Я раскрыл рот, чтобы сказать еще что-то, но тут с улицы донесся шум, дверь открылась и в дом ступил мужчина лет пятидесяти. Поверх повседневных куртки и штанов на плечи была накинута черная мантия.

- Ну, что тут у вас? – с раздражением процедил он, – Вы отрываете меня от важных дел.

- А, судья Риччи…- осклабился отец. – Прошу, рассудите нас. Напомните, какое наказание дается за кражу в особо крупных размерах?

- Ломают кости руки. – с совершенно постной миной ответил судья, – В Англии, насколько я знаю, еще строже – отрубают кисть.

Услышав это, Микеле забился еще неистовее, родители Моретти бросились к судье, уверяя, что их сын не мог бы совершить такое преступление, а я похолодел от ужаса.

- А что – здесь кто-то совершил нечто подобное? – спросил судья.

- Да, вот этот мальчишка…- отец кивнул на Микеле, – Украл дорогую скрипку.
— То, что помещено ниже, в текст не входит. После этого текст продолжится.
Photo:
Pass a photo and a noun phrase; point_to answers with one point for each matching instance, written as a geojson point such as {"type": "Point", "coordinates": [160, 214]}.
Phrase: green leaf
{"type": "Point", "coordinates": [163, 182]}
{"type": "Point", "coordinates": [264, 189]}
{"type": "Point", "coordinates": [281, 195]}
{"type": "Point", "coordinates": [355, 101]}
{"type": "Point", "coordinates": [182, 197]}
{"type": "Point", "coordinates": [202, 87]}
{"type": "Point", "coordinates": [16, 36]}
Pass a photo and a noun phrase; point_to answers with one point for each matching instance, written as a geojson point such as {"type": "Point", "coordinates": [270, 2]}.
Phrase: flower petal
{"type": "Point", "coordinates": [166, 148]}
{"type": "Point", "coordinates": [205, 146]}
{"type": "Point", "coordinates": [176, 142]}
Я поймал его, можно сказать, за руку…

В ходе длительных разбирательств, сопровождаемых истериками и криками, я понял две вещи: что отец лгал. И что Микеле не спастись.
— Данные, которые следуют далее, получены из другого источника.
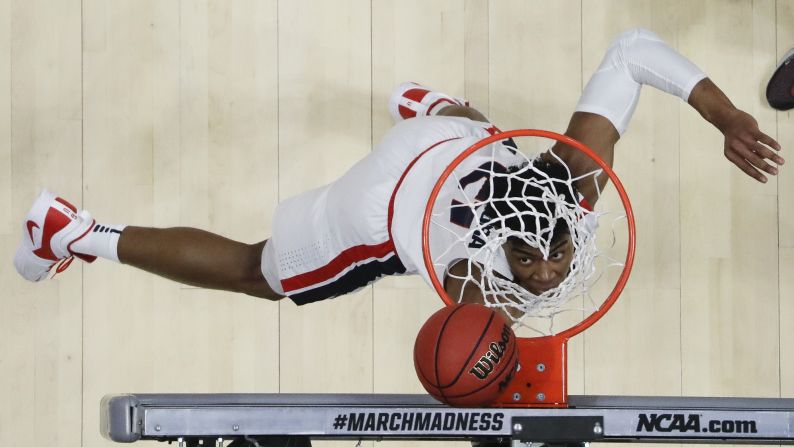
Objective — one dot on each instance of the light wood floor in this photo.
(207, 113)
- Значит так…- отряхнув с полы своей мантии невидимые пылинки, сказал судья, – Поскольку у нас не Англия, с ее пережиточным пуританством и не век инквизиции, наказание будет значительно облегчено: мы не станем ему ни отрубать кисть, ни ломать руку полностью. Достаточно пальцев. Это не так страшно и такое повреждение при должном уходе быстро срастается, однако…- он взглянул на застывшего в ужасе Микеланджело, – В следующий раз этот юнец будет думать, прежде чем идти на преступление. Полагаю, пожизненная неспособность играть на скрипке послужит ему достойным наказанием. А сейчас, прошу простить, я спешу.
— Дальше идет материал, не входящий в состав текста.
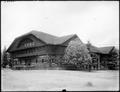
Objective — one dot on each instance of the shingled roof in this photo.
(49, 39)
(46, 38)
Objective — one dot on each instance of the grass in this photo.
(56, 80)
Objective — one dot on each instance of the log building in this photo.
(34, 46)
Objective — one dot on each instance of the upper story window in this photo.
(26, 43)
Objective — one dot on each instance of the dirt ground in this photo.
(56, 80)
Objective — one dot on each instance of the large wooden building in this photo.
(34, 46)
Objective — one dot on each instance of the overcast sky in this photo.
(96, 21)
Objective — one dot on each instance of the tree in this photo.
(77, 54)
(113, 60)
(4, 58)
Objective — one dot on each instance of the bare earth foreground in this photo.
(44, 80)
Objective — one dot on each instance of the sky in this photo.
(94, 21)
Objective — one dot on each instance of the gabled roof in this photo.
(49, 39)
(46, 38)
(92, 48)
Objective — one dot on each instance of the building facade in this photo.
(35, 46)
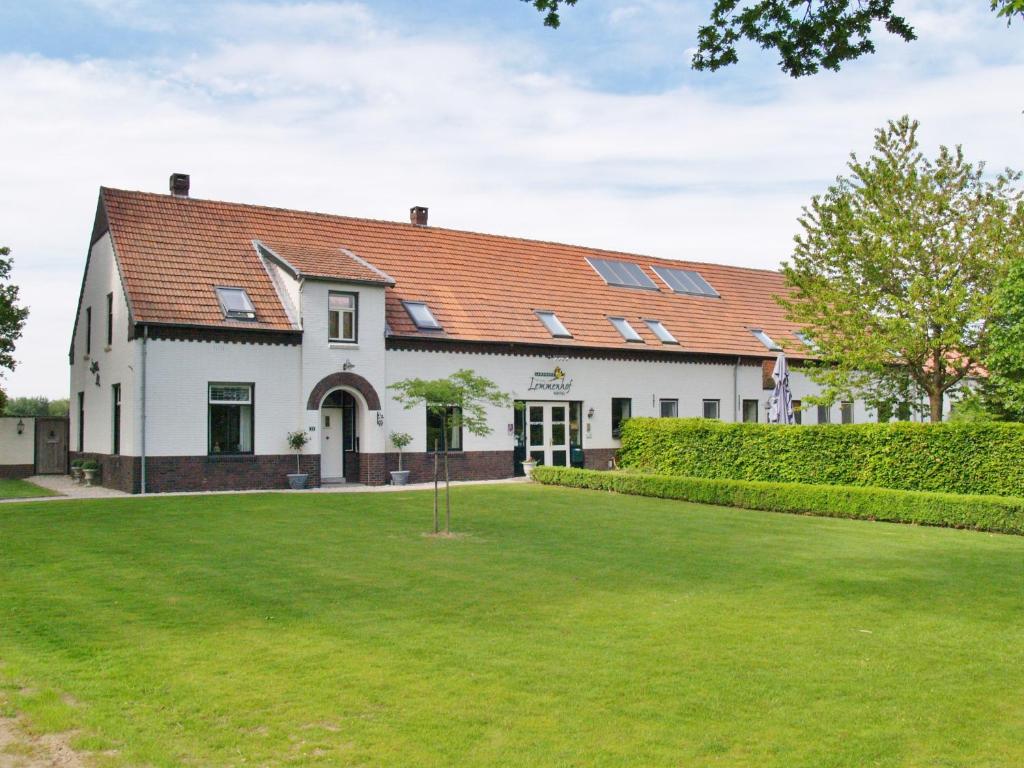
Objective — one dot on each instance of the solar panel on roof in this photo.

- Нет, только не это! Прошу вас, нет! – Микеланджело пытался вырваться из рук моего отца, но, по знаку судьи, его еще схватил за ноги и пришедший с ним офицер, и они вдвоем пытались вытащить его во двор.

- Вы с ума сошли!!! Куда вы собрались?! Вы не можете так просто обречь его на это!! – закричал я вслед уходящему Риччи, но меня оттолкнул в сторону один из офицеров, – Что вы делаете?! Отпустите его!!! – пытаясь помочь Моретти высвободиться, я изо всех сил бил, пинал и толкал тех, кто хотел удержать его. Но силы были неравны: стоило Микеле освободиться, как новые руки излавливали его и продолжали начатое, – Он лжет! Микеле не делал этого! Не верьте ему, он лжет!!! – но меня не слышали или не хотели слышать. Те, кто не принимал участия в скручивании моего друга и усмирении меня, стояли, и, качая головами, твердили: «Как не стыдно – обокрасть мастера Канзоне!», «…Поделом ему…», «…Если не дать испорченному ребенку в свое время понять, что хорошо, а что плохо – он вырастет преступником…».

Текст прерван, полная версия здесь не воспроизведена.